## How to Scrape Word List *Page Links* from Wiktionary

Probably you wanted to scrape the word lists with BeautifulSoup or Rvest or whatever... You wanted to write a loop, but it seems like every single "next page" is a different link. Bummer? Of course not! Just with few steps you can parse the link pages of Wiktionary and we can parse the words with Rvest. 

**This is the first step of scraping the words. Please see the *scrape-wkt-words.Rmd* file in the repository after this.**

- In this tutorial, you will learn how to scrape Wiktionary word list page links.
- Wiktionary does not provide a standard link for its pages. 
- Please read the #Comments carefully to fully understand how this process works.

## Before starting...
- We'll use Selenium. Which opens a portable browser and does our scraping work automatically.
- You'll need to install ChromeDriver (or GeckoDriver if you're using Firefox), I'll use Chrome here.
- Here's a tutorial video of how to install these drivers: https://www.youtube.com/watch?v=dz59GsdvUF8
- This is where you download ChromeDriver: https://chromedriver.chromium.org/downloads
- Make sure you match the ChromeDriver and Chrome Version.
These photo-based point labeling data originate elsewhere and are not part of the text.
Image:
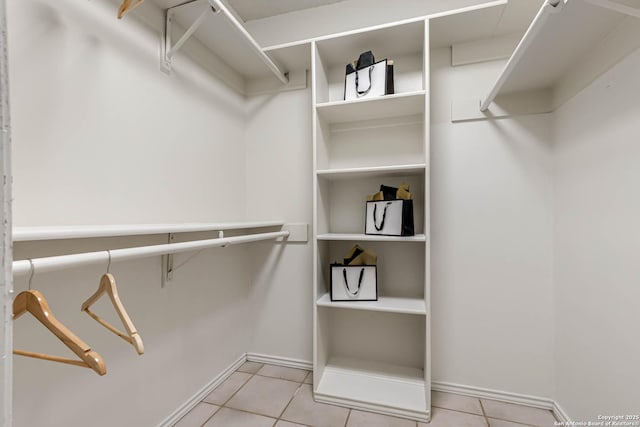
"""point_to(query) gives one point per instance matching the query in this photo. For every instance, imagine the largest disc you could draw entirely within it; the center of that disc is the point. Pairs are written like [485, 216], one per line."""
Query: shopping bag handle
[364, 92]
[346, 282]
[384, 215]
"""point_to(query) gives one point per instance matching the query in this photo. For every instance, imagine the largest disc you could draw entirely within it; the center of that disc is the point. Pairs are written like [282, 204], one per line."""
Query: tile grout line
[458, 410]
[348, 416]
[212, 415]
[486, 419]
[230, 397]
[289, 402]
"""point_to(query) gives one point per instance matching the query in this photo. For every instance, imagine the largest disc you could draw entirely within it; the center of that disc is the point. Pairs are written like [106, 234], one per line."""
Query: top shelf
[556, 43]
[24, 234]
[404, 38]
[397, 105]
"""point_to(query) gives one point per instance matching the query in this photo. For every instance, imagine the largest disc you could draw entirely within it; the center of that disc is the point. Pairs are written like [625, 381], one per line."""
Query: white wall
[279, 174]
[102, 136]
[597, 206]
[491, 227]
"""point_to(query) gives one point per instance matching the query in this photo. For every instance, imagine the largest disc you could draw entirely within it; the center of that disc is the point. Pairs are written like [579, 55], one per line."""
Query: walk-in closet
[320, 213]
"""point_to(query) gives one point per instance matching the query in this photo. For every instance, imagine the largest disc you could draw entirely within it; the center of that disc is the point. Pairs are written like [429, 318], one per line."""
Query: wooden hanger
[108, 286]
[35, 303]
[127, 6]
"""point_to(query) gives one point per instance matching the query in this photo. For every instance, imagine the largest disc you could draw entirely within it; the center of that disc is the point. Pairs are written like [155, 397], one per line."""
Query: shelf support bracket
[617, 7]
[167, 263]
[283, 77]
[168, 48]
[548, 7]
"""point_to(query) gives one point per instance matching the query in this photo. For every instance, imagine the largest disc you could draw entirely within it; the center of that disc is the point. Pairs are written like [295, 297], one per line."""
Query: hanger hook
[32, 272]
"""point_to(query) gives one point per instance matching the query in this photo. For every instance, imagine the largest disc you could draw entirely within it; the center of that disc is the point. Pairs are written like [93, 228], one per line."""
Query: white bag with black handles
[354, 283]
[389, 218]
[369, 78]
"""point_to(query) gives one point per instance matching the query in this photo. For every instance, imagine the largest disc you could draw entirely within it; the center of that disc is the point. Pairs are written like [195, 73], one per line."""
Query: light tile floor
[258, 395]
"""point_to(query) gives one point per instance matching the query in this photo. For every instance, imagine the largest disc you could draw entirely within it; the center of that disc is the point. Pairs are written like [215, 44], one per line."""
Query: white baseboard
[560, 414]
[202, 393]
[503, 396]
[464, 390]
[280, 361]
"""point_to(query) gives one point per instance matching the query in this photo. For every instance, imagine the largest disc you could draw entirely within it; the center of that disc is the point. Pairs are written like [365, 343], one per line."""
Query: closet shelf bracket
[168, 48]
[616, 6]
[167, 263]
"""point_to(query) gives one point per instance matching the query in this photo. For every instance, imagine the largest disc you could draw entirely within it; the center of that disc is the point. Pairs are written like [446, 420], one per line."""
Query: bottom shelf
[382, 388]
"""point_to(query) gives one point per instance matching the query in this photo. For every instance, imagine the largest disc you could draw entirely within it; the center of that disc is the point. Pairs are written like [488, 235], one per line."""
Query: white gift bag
[367, 82]
[390, 218]
[354, 283]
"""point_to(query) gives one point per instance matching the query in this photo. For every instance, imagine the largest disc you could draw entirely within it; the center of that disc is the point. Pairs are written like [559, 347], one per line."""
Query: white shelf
[374, 171]
[367, 385]
[556, 45]
[390, 41]
[382, 107]
[21, 234]
[371, 238]
[219, 35]
[384, 304]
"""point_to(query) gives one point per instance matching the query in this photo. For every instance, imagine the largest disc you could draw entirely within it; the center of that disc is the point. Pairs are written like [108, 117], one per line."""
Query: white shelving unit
[350, 237]
[359, 145]
[569, 44]
[385, 304]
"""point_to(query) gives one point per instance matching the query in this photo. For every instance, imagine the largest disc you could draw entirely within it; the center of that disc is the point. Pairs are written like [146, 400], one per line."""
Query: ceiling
[257, 9]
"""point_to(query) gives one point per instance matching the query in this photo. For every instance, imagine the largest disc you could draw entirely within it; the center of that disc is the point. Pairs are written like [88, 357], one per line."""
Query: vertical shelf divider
[353, 366]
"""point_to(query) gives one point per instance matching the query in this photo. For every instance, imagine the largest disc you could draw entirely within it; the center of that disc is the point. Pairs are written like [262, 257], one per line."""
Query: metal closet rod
[55, 263]
[549, 7]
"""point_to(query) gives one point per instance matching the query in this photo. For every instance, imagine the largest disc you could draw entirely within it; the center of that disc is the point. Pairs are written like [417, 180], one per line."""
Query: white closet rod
[87, 231]
[62, 262]
[217, 4]
[549, 7]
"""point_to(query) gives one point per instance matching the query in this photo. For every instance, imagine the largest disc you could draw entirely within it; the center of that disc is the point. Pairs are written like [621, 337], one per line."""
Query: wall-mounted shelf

To check it, write this in the address bar: chrome://version
- You **must** install ChromeDriver (or Geckodriver) before starting.

In [15]:
# Necessary Libraries

from selenium import webdriver
from selenium.webdriver.common.by import By
import pandas as pd

## Important Aspect in Wiktionary

Every page has 200 words. You need to decide on the range by the word count. 
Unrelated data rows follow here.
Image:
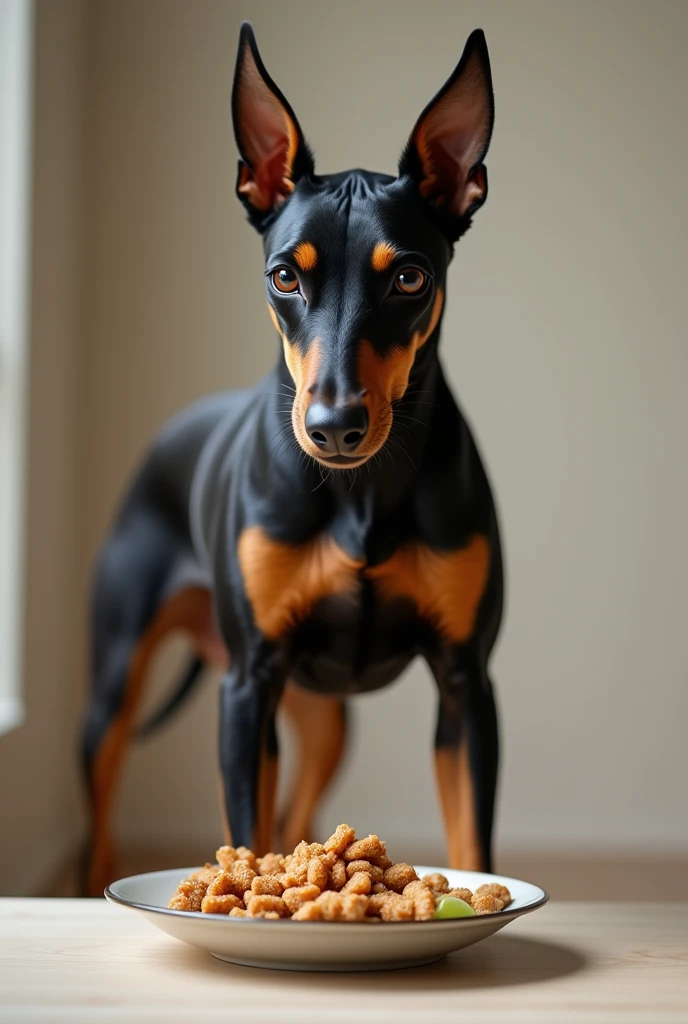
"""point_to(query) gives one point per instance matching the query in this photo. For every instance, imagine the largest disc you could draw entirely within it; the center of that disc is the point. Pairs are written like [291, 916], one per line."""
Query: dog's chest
[317, 584]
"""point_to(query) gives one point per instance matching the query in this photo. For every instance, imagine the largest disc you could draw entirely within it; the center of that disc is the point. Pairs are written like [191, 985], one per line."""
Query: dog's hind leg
[466, 761]
[319, 724]
[129, 619]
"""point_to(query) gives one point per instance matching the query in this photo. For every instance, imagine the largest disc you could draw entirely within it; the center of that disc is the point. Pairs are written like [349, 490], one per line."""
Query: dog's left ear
[274, 154]
[446, 148]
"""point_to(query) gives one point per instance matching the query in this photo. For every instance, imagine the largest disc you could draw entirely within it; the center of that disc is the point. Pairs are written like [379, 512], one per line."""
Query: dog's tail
[174, 701]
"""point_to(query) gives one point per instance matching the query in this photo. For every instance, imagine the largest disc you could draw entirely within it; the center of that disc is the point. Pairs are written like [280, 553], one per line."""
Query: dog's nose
[337, 429]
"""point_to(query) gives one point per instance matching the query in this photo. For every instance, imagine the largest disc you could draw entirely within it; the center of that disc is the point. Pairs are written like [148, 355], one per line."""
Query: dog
[316, 532]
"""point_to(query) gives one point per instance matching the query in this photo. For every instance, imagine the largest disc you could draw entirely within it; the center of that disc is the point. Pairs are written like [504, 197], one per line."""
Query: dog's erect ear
[273, 152]
[446, 148]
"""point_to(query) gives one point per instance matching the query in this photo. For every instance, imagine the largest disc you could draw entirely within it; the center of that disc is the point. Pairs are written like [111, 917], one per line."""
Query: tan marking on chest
[446, 587]
[284, 582]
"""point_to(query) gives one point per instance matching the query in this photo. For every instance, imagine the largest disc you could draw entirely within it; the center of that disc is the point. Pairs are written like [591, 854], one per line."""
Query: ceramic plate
[303, 945]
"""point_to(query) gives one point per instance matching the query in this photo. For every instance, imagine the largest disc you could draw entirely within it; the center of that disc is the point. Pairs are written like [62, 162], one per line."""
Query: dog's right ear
[274, 154]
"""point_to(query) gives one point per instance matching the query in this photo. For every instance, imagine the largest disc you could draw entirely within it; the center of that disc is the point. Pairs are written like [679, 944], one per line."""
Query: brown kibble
[317, 873]
[308, 911]
[242, 877]
[364, 865]
[338, 875]
[497, 890]
[354, 906]
[189, 894]
[398, 876]
[436, 882]
[224, 885]
[364, 849]
[225, 856]
[267, 885]
[220, 904]
[331, 905]
[298, 895]
[358, 883]
[243, 853]
[424, 900]
[397, 908]
[261, 905]
[341, 838]
[270, 864]
[486, 903]
[464, 894]
[377, 901]
[207, 872]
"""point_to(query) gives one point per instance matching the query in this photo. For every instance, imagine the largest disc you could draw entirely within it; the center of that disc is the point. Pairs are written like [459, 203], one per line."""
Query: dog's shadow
[500, 963]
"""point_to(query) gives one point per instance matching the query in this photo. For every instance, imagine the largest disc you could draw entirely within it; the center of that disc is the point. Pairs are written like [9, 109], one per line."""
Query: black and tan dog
[315, 534]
E.g. if it says 'The following 200 pages are in this category, out of 8,979 total.' 

You will have to divide 8979 to 200 = 44,895

That means there are 44 pages to scrape. In the function. You will have to write that down to the code.

**Beware:** When you run this code, a Google Chrome browser will pop up. *Don't freak out*, that's what Selenium does. It copies stuff for you automatically through a portable browser. No need to worry. Everything is cool. If you run this cell but a browser just opens and immediately closes, it means that your ChromeDriver is out of date, download the newest version.

In [None]:
# For this tutorial, we'll use the Turkish nouns list.
url = 'https://en.wiktionary.org/wiki/Category:Turkish_nouns'
PATH = "C:/Windows/chromedriver.exe"
driver = webdriver.Chrome(PATH)



# First of all, creating a new list to store our link list
page_list = []



# Now here's one thing to remember. The code will parse pages starting with the first "next page". 
# So the content in the very first page will not be parsed. We need to add that!
page_list.append(url)



# This function opens the website, parses the link of every single "next page", stores in a list, then clicks on it.
def scrapeandclick():
    nextpg = driver.find_element(By.XPATH, '//*[@id="mw-pages"]/a[2]')
    pagelink = (nextpg.get_attribute('href'))
    print(pagelink)
    pagelist_item = pagelink
    page_list.append(pagelist_item)
    nextpg.click()

    
    
# Time to Run Selenium
driver.get(url)



# Now as described in the Markdown, the Turkish nouns list has 8979 total words
# As it should be remembered, each page has 200 words. 
# Let's divide that, 8979/200 = 44,895
# As a solution our range is 44

for x in range(44):
    scrapeandclick()
    

driver.quit()

In [None]:
# Check how cool your list is
page_list

In [None]:
# Create a Data Frame with the list

df = pd.DataFrame(page_list)
df.columns = ['Wiktionary Page Link']

df

In [None]:
# Save your output to a CSV file for future use

df.to_csv("wiktionary_page_link.csv")